4. Les principes constitutionnels d'égalité devant la loi et d'égalité devant les charges publiques ne s'opposent ni à ce que le législateur règle de façon différente des situations différentes ni à ce qu'il déroge à l'égalité pour des raisons d'intérêt général pourvu que, dans l'un et l'autre cas, la différence de traitement qui en résulte soit en rapport direct avec l'objet de la loi qui l'établit. Pour assurer le respect du principe d'égalité, le législateur doit fonder son appréciation sur des critères objectifs et rationnels en fonction des buts qu'il se propose. Par ailleurs, cette appréciation ne doit pas entraîner de rupture caractérisée de l'égalité devant les charges publiques.

5. La société soutient que le dispositif prévu au I de l'article 244 quater B du code général des impôts est ouvert aux entreprises industrielles et commerciales ou agricoles dès lors que les dépenses qu'elles engagent pour leurs opérations de recherche sont prises en compte pour la détermination de leur résultat soumis à l'impôt sur le revenu ou à l'impôt sur les sociétés. Elle fait valoir que la condition de territorialité prévue au 49ème alinéa du II de cet article instaure, au préjudice des entreprises qui doivent localiser tout ou partie de leurs opérations de recherche sur le territoire d'un Etat situé en dehors du territoire de l'Union européenne ou des Etats parties à l'accord sur l'Espace économique européen, une différence de traitement qui méconnaît les principes d'égalité et d'égalité devant les charges publiques. 

6. Il résulte des dispositions de l'article 244 quater B du code général des impôts citées au point 2 ci-dessus que le législateur avait initialement entendu, par le dispositif du crédit d'impôt en faveur de la recherche, inciter les entreprises à localiser, maintenir et développer leurs opérations de recherche sur le territoire national. Afin d'assurer que cette mesure, qui poursuit un objectif d'intérêt général, soit mise en oeuvre dans le respect du droit de l'Union européenne, la loi en a, en 2004, étendu le bénéfice du crédit d'impôt aux entreprises, soumises à l'impôt national, qui localisent leurs activités effectives de recherche sur le territoire d'un autre Etat membre de l'Union européenne ou, sous conditions, sur le territoire des Etats parties à l'accord sur l'Espace économique européen. Il existe, au regard de l'objet de la loi, une différence de situation entre les entreprises qui localisent leurs opérations de recherche sur le territoire des Etats visés au 49ème alinéa du II de l'article 244 quater B du code général des impôts et celles qui les localisent sur le territoire d'un Etat tiers. La différence de traitement établie par les dispositions contestées, qui repose sur des critères objectifs et rationnels au regard de l'objectif d'intérêt général que constituent le développement et le maintien des activités de recherche privée sur le territoire défini par la loi ainsi qu'il a été dit, est en rapport direct avec l'objet de la loi. 

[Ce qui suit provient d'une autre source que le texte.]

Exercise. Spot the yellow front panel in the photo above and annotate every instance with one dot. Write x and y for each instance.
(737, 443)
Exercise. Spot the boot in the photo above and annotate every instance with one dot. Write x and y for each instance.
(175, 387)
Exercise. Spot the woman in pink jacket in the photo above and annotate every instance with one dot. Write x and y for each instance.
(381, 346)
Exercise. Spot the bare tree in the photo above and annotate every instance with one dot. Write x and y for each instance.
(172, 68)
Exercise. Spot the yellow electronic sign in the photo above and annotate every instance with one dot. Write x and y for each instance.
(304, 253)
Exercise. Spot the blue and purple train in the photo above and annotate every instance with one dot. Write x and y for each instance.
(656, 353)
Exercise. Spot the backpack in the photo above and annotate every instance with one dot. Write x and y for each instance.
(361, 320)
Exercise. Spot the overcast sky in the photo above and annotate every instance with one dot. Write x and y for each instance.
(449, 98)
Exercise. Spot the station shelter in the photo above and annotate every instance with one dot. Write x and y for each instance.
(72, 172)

7. Il résulte de ce qui précède que la question prioritaire de constitutionnalité soulevée, qui n'est pas nouvelle, ne présente pas un caractère sérieux. Par suite, il n'y a pas lieu de la renvoyer au Conseil constitutionnel.

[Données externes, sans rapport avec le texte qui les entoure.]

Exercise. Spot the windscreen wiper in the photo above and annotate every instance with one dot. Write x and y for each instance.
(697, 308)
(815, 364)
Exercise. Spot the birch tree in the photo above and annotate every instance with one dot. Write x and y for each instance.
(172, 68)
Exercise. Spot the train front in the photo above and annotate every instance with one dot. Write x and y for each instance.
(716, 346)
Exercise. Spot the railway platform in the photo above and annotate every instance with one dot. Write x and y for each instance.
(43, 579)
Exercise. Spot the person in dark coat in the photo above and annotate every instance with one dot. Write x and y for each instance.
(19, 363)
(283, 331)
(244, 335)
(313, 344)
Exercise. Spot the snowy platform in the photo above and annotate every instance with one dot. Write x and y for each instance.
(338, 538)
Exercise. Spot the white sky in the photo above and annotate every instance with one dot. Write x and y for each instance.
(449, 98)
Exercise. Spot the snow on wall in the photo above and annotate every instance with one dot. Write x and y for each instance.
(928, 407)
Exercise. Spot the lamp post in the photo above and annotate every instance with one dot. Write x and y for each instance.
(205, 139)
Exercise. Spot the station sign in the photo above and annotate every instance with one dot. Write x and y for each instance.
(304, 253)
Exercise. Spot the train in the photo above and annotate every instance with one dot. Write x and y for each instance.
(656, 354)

Cour de cassation du , arrêt n°410437

Commentaire de LégiFiscal

Le Conseil d'Etat rappelle que la loi fiscale peut être discriminatoire afin de favoriser des intérêts nationaux.

La solution aurait été différente pour des dispositions excluant des opérations ou des entités situées dans un autre Etat membre de l'UE. En effet, elles auraient pu contrevenir au principes communautaires de libre circulation.